Ottant’anni fa le donne italiane conquistavano il diritto di voto.
Ma quel passaggio non riguardava solo il voto: riguardava l’idea che le donne diventassero finalmente soggetti politici pieni. Tra i banchi dell’Assemblea Costituente, a scrivere le regole della nostra convivenza, c’erano anche 21 donne straordinarie.
Oggi, come Partito Democratico di Vaglia, vogliamo ricordare una di loro, Bianca Bianchi, che ha legato indissolubilmente la sua storia alla nostra comunità.

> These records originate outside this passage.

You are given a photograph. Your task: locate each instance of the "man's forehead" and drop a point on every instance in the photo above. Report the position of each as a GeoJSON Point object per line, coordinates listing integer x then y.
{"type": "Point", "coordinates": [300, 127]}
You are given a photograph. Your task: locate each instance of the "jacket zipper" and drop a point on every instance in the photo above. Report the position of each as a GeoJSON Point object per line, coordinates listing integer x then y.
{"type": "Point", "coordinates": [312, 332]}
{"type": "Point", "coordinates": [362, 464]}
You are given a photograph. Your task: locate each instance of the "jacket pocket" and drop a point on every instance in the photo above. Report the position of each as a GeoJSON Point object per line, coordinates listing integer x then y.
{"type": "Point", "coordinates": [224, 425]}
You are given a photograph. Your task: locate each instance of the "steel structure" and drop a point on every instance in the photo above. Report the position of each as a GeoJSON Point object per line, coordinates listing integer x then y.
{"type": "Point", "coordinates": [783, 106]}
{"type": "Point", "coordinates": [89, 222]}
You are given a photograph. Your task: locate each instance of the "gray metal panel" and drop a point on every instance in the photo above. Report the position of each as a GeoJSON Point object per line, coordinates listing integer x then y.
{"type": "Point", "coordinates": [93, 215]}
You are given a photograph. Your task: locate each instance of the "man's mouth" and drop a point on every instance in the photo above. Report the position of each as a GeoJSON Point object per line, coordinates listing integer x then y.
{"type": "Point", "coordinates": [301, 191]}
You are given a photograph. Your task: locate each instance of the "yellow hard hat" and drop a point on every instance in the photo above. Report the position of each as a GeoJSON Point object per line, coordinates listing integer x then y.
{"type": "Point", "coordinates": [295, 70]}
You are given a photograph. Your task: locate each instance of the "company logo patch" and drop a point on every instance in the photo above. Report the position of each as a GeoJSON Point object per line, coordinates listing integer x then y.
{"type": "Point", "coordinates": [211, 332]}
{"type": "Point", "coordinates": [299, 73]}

Staffetta partigiana prima e poi Docente, scrittrice, politica instancabile e combattente per i diritti delle donne e dei minori, Bianca Bianchi, fu eletta alla Costituente nel nostro collegio. Tra le proposte politiche più importanti, il tema della scuola, delle pensioni e dell’occupazione ma anche sulla tutela giuridica dei figli naturali, l’obbligatorietà del riconoscimento materno, la ricerca della paternità e l’unificazione dei servizi assistenziali dei figli nati fuori dal matrimonio.
Il legame con il nostro territorio si è concretizzato, vicino a Montesenario, dove fondò e diresse la “Scuola d’Europa”. Non un semplice istituto, ma un esperimento educativo rivoluzionario e un’anticipazione di futuro.
In un’Italia ancora ferita dalle macerie della guerra e del fascismo, Bianca Bianchi pensò a una scuola che accogliesse bambini con difficoltà famigliari e sociali, fondata su:
- Pedagogia innovativa: Centralità del bambino, abolizione dei metodi autoritari e sviluppo della coscienza critica.
- Spirito europeo e di pace: Educare le nuove generazioni ai valori dell’europeismo, del dialogo e della solidarietà internazionale, per fare in modo che l’Europa non fosse mai più teatro di conflitti.
“La democrazia non si eredita, si conquista giorno per giorno con l’educazione e la cultura.”